Why do readers send authors links to their negative reviews? Danuta Kean explores this in Guardian Books, and I’m here to beg you: please don’t.
British Vogue has its own favourites for spring 2017.
Jane Austen has been airbrushed for the new £10 note, and people are not pleased.
The Hay festival is to mark its 30-year anniversary with — what else? — a book. Hay Festival Conversations: Thirty Conversations for Thirty Years to mark the anniversary.
Dame Hilary Mantel is to give a series of history lectures around the UK. They will be broadcast by BBC Radio 4 and the BBC World Service.
Publishing network BAME in Publishing is celebrating its first birthday by offering one writer from a black, Asian or ethnic minority (BAME) background the opportunity to have their work edited by W&N publishing director Arzu Tahsin.

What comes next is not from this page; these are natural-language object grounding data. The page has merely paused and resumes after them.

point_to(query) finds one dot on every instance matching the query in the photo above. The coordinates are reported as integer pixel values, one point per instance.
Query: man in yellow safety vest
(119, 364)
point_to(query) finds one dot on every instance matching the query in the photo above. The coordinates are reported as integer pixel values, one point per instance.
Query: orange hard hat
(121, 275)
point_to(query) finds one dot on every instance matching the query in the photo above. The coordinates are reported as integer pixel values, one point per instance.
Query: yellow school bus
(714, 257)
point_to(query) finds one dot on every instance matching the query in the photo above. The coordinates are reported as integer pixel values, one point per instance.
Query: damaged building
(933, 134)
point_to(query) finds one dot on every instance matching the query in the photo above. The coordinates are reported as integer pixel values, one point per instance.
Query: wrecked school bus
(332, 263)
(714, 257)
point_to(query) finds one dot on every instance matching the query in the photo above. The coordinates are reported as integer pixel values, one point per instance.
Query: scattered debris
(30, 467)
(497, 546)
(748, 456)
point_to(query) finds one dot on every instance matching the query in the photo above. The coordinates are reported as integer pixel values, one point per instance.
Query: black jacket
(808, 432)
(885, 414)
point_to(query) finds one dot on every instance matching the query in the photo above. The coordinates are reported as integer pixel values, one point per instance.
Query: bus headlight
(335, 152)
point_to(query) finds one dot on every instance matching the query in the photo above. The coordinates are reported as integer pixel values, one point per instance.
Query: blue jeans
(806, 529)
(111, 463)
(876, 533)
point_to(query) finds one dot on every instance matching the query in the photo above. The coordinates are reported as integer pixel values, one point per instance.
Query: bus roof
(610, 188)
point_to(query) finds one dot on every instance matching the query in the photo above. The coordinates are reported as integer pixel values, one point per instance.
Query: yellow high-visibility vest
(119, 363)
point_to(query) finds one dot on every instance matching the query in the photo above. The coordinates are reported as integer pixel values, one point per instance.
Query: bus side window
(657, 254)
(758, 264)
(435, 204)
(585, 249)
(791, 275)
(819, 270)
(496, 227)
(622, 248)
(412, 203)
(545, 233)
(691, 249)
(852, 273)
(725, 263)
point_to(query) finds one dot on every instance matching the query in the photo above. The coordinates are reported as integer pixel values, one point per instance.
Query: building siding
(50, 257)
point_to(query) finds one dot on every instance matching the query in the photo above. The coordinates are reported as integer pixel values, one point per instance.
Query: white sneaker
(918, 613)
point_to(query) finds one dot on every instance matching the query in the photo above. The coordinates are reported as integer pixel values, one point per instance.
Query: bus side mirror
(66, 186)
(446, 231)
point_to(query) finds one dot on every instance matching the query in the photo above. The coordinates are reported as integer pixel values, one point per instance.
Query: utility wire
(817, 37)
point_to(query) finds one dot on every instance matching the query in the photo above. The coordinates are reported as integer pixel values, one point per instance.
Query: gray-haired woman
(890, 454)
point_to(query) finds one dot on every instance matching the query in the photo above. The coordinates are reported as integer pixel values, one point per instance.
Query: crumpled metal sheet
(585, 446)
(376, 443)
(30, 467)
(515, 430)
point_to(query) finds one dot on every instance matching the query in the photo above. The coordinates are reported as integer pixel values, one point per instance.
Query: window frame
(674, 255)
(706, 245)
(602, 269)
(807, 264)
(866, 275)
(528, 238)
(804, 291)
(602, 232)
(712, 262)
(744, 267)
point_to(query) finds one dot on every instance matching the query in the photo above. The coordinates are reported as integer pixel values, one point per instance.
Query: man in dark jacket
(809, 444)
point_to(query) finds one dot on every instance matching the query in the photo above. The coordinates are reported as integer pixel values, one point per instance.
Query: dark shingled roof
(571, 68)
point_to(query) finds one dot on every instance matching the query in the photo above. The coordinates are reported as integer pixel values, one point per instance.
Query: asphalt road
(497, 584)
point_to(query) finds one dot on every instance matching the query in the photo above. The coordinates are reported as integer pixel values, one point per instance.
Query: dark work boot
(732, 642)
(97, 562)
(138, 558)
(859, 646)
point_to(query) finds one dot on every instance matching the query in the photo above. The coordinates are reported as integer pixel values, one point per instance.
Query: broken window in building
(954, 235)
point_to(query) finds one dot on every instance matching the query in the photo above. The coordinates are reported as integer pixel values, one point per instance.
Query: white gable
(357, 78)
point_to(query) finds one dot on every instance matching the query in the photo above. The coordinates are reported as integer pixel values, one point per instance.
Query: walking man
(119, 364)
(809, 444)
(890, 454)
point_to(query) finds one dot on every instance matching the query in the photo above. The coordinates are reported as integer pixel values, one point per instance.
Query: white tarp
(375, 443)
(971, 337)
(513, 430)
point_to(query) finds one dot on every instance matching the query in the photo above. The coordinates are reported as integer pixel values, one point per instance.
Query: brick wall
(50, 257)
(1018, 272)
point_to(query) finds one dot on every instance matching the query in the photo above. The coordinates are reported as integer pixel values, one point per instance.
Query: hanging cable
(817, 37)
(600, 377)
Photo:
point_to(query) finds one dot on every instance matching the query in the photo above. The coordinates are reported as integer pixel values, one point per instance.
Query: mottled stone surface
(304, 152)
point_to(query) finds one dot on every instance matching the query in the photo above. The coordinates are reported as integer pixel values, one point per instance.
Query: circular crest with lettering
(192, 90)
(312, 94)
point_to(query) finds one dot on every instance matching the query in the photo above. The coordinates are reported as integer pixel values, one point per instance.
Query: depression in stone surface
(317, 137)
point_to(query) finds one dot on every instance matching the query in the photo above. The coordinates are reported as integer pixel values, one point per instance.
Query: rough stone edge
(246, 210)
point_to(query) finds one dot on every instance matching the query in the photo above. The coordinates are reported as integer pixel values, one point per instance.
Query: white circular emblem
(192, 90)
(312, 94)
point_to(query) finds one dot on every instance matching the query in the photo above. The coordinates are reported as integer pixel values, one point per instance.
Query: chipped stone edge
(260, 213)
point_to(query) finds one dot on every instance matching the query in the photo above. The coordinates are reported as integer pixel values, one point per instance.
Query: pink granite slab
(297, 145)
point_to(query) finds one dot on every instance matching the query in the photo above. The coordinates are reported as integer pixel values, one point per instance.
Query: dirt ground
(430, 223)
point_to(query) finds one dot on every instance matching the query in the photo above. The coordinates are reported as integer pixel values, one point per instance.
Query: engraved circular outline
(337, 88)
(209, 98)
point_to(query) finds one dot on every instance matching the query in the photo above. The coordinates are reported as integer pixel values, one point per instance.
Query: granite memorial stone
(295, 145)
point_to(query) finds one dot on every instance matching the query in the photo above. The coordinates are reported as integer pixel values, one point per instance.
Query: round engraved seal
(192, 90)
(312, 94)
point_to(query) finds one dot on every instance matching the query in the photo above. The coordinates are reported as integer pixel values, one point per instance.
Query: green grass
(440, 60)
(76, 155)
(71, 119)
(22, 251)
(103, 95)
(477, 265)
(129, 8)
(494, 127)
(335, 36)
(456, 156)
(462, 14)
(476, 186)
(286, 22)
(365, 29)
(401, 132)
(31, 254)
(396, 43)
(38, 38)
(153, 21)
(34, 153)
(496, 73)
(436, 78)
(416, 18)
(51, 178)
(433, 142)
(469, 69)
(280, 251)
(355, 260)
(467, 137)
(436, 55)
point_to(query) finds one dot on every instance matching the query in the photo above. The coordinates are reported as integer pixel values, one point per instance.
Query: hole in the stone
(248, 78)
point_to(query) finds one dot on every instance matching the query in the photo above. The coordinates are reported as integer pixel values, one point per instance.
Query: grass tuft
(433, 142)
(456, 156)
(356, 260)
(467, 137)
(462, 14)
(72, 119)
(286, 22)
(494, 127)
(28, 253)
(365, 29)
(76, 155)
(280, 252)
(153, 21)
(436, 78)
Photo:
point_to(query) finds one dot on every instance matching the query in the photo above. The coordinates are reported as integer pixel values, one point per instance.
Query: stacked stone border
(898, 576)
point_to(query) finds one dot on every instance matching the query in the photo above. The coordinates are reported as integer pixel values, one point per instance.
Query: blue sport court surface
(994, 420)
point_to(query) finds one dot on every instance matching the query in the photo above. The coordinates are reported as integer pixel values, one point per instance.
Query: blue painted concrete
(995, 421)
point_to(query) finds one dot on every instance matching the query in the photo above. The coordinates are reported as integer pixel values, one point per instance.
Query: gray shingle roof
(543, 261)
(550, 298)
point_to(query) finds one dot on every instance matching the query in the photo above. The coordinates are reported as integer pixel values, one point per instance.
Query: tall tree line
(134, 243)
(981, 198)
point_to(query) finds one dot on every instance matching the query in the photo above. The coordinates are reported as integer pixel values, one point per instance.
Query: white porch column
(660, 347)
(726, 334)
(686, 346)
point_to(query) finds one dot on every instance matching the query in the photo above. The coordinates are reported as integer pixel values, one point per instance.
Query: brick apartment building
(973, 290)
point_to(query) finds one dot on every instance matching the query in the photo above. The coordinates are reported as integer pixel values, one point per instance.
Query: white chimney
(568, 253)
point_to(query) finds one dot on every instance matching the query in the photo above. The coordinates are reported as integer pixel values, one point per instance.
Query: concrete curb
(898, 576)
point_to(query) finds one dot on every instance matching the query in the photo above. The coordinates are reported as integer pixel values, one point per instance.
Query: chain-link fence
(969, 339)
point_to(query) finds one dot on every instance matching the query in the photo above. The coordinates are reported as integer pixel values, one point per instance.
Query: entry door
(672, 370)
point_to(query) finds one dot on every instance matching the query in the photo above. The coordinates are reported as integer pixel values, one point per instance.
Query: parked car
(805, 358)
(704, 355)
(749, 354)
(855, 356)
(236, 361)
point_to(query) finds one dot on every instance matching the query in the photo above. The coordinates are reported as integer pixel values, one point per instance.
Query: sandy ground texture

Consultancy Speckled Pen is launching a remote work experience placement scheme aimed at encouraging diversity in publishing.
The Creative Industries Federation has cancelled its planned general election event with Jeremy Corbyn, because it says Labour refused to give up as much time as other parties to questions from the floor.
Robin Stevens and Simon Mason have won the inaugural awards for Best Crime Novel for Children and Young Adults respectively at the annual CrimeFest Awards, Stevens for Murder Most Unladylike, and Mason for Kid Got Shot.
David France’s insider account of the AIDS epidemic, How to Survive a Plague: The Inside Story of How Citizens and Science Tamed AIDS is the winner of the Green Carnation Prize.
The shortlist for the Theakston Old Peculier Crime Novel of the Year is out.
The Centre for Literacy in Primary Poetry Award has also announced its shortlist.